Extracting INFO field/s
The VCF has various information fields; use the query
subcommand to extract specific field/s.
bcftools query -f 'DP=%DP\tAF1=%AF1\tAC1=%AC1\tMQ=%MQ\n' aln_consensus.bcf | head
DP=57 AF1=1 AC1=2 MQ=60
DP=68 AF1=1 AC1=2 MQ=60
DP=84 AF1=1 AC1=2 MQ=60
DP=112 AF1=1 AC1=2 MQ=60
DP=101 AF1=1 AC1=2 MQ=60
DP=131 AF1=1 AC1=2 MQ=60
DP=196 AF1=1 AC1=2 MQ=60
DP=203 AF1=1 AC1=2 MQ=60
DP=195 AF1=1 AC1=2 MQ=60
DP=177 AF1=1 AC1=2 MQ=60
Combining with the view
subcommand:
bcftools view -v snps aln_consensus.bcf | bcftools query -f 'DP=%DP\tAF1=%AF1\tAC1=%AC1\tMQ=%MQ\n' - | head
DP=112 AF1=1 AC1=2 MQ=60
DP=101 AF1=1 AC1=2 MQ=60
DP=203 AF1=1 AC1=2 MQ=60
DP=177 AF1=1 AC1=2 MQ=60
DP=154 AF1=1 AC1=2 MQ=60
DP=203 AF1=1 AC1=2 MQ=60
DP=191 AF1=1 AC1=2 MQ=60
DP=225 AF1=1 AC1=2 MQ=60
DP=193 AF1=1 AC1=2 MQ=60
DP=211 AF1=1 AC1=2 MQ=60
Filtering VCF on the FILTER column
Use bcftools view
to keep variants that have a "PASS" in the FILTER column.

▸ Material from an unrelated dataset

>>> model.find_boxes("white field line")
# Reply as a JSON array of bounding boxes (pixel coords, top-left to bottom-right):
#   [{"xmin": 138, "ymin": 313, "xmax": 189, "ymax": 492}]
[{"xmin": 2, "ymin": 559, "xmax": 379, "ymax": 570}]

# -f, --apply-filters <list> require at least one of the listed FILTER strings (e.g. "PASS,.")
bcftools view -f PASS my.vcf > my_passed.vcf
Filtering VCF file using the INFO field/s
Use vcffilter
from vcflib, which is a C++ library for parsing and manipulating VCF files.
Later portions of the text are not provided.